7.6On his tattoo and his sympathy for Christianity, the Committee notes that the author identifies himself as a Sunni Muslim and that, even if he admitted that his practice was not “strong”, he nevertheless practises Islam and has never converted to Christianity. The Committee also notes that the author, while claiming the existence of a risk of being perceived as a Christian convert in Afghanistan, has not commented on the State party’s reference to country information indicating that Afghans have great understanding for compatriots who try everything to obtain residence in Europe.
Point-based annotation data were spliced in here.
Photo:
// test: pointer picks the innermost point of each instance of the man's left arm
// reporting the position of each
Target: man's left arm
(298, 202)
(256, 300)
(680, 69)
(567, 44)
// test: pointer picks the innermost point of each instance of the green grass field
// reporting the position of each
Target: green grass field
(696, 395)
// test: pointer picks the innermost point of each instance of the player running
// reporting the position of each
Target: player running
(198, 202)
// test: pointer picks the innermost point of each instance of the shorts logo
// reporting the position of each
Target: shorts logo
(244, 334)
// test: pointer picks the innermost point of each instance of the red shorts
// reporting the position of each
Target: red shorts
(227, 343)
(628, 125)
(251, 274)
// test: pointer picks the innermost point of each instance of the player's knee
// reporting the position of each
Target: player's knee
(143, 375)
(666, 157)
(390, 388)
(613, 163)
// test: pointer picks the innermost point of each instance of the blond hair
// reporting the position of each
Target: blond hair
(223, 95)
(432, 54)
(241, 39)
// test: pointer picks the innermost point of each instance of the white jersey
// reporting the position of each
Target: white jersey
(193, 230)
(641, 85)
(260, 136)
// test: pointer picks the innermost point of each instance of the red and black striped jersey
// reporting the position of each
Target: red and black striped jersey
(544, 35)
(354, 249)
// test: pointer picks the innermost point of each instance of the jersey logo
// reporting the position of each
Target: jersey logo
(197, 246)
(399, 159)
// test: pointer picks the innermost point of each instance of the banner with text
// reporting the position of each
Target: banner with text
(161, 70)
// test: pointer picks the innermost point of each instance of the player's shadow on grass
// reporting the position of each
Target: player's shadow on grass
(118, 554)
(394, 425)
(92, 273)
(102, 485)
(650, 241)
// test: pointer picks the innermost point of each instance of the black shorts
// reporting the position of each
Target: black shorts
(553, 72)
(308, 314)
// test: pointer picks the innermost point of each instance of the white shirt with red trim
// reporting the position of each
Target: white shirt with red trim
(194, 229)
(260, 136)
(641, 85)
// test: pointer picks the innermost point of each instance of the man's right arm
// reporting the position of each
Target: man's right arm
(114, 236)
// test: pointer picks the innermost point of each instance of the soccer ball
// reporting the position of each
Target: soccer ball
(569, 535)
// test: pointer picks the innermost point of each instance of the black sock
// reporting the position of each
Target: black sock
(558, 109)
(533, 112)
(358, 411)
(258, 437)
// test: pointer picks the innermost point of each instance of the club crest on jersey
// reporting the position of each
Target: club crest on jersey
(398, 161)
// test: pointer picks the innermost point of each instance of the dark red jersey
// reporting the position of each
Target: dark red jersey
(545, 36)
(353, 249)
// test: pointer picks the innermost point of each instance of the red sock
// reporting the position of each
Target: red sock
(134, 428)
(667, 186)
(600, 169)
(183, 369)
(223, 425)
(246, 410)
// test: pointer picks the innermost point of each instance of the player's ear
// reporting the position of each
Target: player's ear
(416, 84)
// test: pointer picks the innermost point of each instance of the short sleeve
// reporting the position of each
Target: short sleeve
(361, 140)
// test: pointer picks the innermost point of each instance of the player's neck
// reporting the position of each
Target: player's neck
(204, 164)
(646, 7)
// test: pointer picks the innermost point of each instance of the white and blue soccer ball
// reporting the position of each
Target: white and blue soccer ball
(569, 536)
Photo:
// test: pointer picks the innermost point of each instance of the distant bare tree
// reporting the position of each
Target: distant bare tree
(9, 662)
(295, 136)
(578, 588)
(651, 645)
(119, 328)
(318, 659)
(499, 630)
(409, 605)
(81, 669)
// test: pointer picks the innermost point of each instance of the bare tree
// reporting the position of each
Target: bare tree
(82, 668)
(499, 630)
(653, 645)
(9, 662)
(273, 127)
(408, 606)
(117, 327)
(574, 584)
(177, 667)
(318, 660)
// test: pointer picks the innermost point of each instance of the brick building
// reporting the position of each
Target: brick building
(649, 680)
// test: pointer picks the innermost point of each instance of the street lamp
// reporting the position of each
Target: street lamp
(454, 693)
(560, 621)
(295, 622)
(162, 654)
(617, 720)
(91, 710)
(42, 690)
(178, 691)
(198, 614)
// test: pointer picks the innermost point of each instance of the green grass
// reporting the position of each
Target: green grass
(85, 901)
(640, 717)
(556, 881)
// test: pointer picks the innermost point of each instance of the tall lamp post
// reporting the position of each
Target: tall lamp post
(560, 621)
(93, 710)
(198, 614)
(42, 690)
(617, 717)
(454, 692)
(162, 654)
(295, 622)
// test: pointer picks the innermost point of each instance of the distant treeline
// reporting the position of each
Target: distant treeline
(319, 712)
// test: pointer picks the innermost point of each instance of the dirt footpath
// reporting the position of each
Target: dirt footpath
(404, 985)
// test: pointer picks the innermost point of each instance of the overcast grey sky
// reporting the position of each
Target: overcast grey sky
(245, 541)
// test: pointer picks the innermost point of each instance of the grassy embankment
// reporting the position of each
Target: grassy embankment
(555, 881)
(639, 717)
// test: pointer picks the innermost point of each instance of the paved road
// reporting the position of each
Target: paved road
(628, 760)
7.7The Committee recalls paragraph 12 of its general comment No. 31 (2004), in which it refers to the obligation of States parties not to extradite, deport, expel or otherwise remove a person from their territory when there are substantial grounds for believing that there is a real risk of irreparable harm, such as that contemplated by articles 6 and 7 of the Covenant. The Committee has also indicated that the risk must be personal and that there is a high threshold for providing substantial grounds to establish that a real risk of irreparable harm exists. In making such assessment, all relevant facts and circumstances must be taken into consideration, including the general human rights situation in the author’s country of origin. The Committee recalls its jurisprudence according to which considerable weight should be given to the assessment conducted by the State party and reiterates that it is generally for the organs of the States parties to the Covenant to review and evaluate facts and evidence in a particular case in order to determine whether such a risk exists, unless it is found that the evaluation was clearly arbitrary or amounted to a denial of justice.
7.8In the light of the foregoing,the Committee observes that the author has failed to identify any such irregularity in the decision-making process of the Danish immigration authorities in the framework of his asylum proceedings and has failed to sufficiently substantiate why the decisions of these authorities were clearly arbitrary, manifestly erroneous or amounted to a denial of justice. Regarding the author’s reference to the Committee’s views in A.A.S. v. Denmark, the Committee notes that, in spite of some apparent similarities, that case fundamentally differs from the case at hand given the specific context in Somalia at that time and the distinct individual circumstances of its author, which, taken together, rendered him particularly vulnerable, and therefore considers it irrelevant in the present circumstances.
7.9Without prejudice to the continuing responsibility of the State party to take into account the situation in the country to which the author would be deported and not underestimating the concerns that may legitimately be expressed with respect to the general human rights situation in Afghanistan, the Committee considers that, in the light of all the available information regarding the author’s personal circumstances, his claims under articles 6 and 7 of the Covenant are insufficiently substantiated for the purposes of admissibility and are therefore inadmissible under article 2 of the Optional Protocol.
8.The Committee therefore decides:
(a)That the communication is inadmissible under article 2 of the Optional Protocol;
(b)That the present decision shall be transmitted to the State party and to the author.